I was out enjoying my 71 GTO when I decided to "get on it" a little and suddenly it sounded like a muffler fell off! Turns out that the exhaust manifold gasket blew out on the passenger side. I started putting PB Blaster and waited a few days. The manifolds are stock.

I am sure this has been asked before (I did do a search) but any tips on getting the bolts out before I start. I have the gaskets and ordered new bolts. I tried loosen a few but from the top the leverage is not very good. I think I can access a few from under with an extension and a impact wrench. Any tips or tricks appreciated. I do have compressed air and MAP gas. 

Thanks in advance. 

Larry in Simsbury CT


----------



## Rukee (Feb 8, 2007)

Be sure to use a 6 point socket/wrench breaking them loose to avoid rounding off the bolt heads.

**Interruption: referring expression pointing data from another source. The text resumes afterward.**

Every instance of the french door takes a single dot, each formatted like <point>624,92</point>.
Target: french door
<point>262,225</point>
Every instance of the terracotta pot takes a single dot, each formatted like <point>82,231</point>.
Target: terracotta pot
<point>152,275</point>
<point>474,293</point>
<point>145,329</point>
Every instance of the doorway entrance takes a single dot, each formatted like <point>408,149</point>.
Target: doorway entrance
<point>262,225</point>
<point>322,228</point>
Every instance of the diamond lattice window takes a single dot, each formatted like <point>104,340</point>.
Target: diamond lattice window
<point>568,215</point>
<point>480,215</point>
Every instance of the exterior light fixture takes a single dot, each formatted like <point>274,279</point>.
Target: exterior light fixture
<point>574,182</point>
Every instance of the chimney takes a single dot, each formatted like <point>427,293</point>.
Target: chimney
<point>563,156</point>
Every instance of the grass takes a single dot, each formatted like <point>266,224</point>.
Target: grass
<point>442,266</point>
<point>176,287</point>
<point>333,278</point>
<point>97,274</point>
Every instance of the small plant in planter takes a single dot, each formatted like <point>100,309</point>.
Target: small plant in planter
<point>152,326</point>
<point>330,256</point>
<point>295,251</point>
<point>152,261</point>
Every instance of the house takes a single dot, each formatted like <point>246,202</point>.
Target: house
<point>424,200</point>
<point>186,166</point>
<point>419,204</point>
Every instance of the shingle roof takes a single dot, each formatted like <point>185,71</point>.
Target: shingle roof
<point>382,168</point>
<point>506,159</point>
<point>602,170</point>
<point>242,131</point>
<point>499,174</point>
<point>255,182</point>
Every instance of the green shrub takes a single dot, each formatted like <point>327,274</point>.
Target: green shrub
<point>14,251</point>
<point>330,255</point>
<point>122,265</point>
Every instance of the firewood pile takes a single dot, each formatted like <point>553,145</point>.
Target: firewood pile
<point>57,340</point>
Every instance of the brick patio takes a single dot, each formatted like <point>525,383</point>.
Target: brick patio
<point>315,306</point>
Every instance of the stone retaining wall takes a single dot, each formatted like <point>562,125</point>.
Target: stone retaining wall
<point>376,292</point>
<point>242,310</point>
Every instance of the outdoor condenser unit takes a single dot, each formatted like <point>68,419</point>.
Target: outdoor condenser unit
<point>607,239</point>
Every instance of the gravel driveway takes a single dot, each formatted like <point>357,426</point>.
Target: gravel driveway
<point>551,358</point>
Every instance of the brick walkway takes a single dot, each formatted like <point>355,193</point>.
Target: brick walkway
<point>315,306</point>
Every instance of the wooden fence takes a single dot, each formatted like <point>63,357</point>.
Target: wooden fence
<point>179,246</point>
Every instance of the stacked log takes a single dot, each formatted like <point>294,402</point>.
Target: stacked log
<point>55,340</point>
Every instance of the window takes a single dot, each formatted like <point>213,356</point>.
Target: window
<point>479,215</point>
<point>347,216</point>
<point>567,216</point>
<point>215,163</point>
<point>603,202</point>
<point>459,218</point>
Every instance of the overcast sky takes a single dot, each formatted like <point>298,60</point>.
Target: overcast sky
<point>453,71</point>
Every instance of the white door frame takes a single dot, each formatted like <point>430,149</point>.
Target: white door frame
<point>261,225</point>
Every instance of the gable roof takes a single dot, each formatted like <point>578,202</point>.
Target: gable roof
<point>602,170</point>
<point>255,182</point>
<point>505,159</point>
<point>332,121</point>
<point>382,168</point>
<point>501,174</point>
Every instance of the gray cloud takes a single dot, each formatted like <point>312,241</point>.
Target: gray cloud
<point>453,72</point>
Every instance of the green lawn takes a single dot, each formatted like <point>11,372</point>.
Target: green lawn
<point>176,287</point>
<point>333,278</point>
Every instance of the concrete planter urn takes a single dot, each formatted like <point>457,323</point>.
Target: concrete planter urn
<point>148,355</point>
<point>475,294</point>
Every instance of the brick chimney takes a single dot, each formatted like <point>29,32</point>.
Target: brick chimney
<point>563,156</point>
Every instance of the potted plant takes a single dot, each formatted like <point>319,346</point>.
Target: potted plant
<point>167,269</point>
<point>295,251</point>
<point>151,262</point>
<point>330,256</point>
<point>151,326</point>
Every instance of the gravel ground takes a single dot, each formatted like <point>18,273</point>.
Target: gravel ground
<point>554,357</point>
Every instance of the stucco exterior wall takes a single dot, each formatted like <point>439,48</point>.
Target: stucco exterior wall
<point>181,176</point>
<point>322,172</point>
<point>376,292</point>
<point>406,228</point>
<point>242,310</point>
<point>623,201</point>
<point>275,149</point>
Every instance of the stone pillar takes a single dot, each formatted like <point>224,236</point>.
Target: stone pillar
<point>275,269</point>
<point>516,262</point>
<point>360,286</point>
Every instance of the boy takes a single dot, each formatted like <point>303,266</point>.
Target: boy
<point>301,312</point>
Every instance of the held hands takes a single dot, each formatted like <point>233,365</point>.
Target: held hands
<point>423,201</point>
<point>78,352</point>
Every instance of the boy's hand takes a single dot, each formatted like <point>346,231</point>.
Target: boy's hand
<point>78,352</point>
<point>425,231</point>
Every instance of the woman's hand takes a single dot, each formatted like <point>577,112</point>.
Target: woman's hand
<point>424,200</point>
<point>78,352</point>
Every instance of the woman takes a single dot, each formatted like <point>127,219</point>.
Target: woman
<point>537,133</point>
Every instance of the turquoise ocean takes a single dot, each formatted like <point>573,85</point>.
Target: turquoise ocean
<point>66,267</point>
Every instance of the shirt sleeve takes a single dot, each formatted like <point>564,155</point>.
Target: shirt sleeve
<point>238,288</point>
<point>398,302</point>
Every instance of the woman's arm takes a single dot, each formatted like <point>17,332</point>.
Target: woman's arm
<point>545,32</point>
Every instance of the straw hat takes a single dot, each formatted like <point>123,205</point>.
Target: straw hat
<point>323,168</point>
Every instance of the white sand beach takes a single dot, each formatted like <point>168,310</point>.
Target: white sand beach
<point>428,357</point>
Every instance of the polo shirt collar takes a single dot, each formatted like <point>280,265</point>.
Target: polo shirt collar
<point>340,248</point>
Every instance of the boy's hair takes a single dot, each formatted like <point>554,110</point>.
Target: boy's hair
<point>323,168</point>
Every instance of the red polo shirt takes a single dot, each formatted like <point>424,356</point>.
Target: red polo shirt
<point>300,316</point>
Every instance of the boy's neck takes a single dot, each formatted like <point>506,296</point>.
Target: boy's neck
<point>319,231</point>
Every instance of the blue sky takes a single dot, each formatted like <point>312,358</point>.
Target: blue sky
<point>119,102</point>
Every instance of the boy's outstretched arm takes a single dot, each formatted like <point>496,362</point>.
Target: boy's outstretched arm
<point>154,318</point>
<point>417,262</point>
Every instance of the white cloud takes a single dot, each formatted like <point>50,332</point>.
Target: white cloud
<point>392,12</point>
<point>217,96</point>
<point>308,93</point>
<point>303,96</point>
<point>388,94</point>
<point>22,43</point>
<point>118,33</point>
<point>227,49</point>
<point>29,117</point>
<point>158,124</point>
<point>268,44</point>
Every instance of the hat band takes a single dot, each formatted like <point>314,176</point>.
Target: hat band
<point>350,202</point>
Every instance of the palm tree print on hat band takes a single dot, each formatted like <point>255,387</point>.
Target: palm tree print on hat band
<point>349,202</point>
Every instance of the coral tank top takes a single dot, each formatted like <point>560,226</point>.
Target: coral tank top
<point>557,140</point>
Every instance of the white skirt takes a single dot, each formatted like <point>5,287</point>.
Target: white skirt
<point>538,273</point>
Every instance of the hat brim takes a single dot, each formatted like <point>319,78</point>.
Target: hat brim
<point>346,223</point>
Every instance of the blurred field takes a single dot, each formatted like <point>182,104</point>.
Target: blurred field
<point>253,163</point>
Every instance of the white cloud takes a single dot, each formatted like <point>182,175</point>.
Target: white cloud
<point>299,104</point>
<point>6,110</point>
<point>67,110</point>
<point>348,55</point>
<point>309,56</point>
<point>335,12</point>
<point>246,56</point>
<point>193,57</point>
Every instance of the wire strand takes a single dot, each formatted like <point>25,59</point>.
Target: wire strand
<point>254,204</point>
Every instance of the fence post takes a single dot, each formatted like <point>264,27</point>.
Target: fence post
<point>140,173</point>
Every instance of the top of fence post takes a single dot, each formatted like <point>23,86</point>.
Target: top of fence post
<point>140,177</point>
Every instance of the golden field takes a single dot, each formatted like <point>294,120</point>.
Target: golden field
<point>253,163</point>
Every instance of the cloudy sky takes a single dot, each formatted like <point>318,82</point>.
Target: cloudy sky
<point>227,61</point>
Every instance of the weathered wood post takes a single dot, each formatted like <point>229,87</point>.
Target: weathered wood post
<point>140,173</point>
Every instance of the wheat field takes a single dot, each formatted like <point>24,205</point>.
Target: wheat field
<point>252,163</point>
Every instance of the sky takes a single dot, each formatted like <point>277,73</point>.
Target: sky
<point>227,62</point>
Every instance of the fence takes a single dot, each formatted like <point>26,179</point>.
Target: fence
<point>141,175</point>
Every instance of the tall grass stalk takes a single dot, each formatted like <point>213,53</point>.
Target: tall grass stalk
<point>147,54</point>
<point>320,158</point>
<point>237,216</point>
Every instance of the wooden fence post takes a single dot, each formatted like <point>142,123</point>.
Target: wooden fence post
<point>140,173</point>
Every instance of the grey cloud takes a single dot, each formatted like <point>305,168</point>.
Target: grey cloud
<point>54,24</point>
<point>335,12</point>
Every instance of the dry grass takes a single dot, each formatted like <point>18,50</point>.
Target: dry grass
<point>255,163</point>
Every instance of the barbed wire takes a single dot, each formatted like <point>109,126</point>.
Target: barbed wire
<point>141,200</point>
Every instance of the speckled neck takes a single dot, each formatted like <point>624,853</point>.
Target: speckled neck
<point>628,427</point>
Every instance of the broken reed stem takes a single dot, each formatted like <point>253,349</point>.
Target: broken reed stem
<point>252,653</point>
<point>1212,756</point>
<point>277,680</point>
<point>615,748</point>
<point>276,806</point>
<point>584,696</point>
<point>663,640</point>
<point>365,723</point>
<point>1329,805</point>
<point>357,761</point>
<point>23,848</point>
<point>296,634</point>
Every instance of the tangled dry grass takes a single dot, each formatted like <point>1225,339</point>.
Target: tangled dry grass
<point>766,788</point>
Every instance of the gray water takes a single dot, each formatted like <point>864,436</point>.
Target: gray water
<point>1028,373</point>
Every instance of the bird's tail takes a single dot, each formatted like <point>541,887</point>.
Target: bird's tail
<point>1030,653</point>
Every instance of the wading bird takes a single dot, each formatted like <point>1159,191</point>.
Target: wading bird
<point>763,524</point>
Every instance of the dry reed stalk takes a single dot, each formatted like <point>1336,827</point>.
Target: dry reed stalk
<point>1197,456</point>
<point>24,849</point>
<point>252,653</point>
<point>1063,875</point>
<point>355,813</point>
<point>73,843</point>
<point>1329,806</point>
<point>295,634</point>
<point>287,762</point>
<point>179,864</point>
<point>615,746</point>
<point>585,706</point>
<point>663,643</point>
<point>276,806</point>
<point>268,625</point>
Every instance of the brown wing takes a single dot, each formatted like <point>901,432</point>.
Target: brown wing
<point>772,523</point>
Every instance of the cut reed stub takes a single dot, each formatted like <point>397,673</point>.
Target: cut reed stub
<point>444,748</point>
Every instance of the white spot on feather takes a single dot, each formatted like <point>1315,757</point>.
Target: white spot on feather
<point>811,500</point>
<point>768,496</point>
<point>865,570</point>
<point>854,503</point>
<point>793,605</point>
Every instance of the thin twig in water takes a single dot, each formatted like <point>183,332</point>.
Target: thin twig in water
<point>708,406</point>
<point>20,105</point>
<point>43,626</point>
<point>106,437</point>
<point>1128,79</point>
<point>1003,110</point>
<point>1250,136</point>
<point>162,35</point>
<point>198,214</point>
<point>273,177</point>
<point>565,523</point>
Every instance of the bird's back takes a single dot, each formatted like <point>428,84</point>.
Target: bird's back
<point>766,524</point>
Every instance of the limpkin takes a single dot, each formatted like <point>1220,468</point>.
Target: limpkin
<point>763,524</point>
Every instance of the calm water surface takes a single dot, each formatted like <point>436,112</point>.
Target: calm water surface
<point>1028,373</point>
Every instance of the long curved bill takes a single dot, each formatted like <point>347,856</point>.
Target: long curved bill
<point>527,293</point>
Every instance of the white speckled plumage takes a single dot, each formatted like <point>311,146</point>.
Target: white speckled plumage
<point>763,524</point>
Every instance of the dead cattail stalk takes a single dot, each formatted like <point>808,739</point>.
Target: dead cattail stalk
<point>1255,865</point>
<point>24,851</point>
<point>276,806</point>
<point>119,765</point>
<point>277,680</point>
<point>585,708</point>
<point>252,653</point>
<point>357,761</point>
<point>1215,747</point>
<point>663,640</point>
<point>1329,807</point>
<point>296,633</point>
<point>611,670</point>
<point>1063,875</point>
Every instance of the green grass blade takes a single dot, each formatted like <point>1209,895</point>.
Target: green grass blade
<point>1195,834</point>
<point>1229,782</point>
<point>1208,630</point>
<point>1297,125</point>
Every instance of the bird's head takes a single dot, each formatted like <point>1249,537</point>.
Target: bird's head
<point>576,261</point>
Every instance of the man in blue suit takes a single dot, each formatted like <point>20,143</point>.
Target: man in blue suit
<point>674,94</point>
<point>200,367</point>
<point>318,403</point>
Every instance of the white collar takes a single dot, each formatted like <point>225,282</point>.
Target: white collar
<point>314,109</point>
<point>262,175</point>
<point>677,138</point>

And if the bolts are in questionable condition just replace them.


----------



## Jared (Apr 19, 2013)

I would be cautious using an impact on them as they could round off. I would spray them with some penetrating oil and let them sit for a little while. If one happens to break, it's not the end of the world. I had one break flush with the head on my Dakota (typical on the 3.9L V6). I was able to drill it in the center and use an easy out to remove the threads from the head. Like Rukee said, some high quality replacement bolts should be on your shopping list. Good luck!


----------



## Rukee (Feb 8, 2007)

I sometimes hate the penetrating spray as it hardly ever gets to the threads, and then all your doing is setting up the head to round off by making them slippery.


----------



## Jared (Apr 19, 2013)

Good point, especially on manifold bolts. I have never had one where the threads were frozen, only the bolt head to the manifold. These may not be too bad to remove anyway since it sounds to me like these have already been off. These should be attached steel to steel / manifold to head. Correct me if I am wrong on Pontiacs, but Chevy and Dodge do not use gaskets on the exhaust manifolds because both are flat milled surfaces that don't leak. You would only need gaskets on aluminum heads or if you are running headers.


----------



## Rukee (Feb 8, 2007)

There is a gasket, it's a FelPro ~ NAPA part # FPG MS9499SH.


----------



## CTCarGuy (Nov 17, 2009)

Well I decided to get under the car and remove the manifold bolts on the passenger side. I have sprayed them for the last 3 days with PB Blaster and used a steel rod and hammer to lightly tap on the manifold when I sprayed them. All of the bolts came out clean. Thanks


----------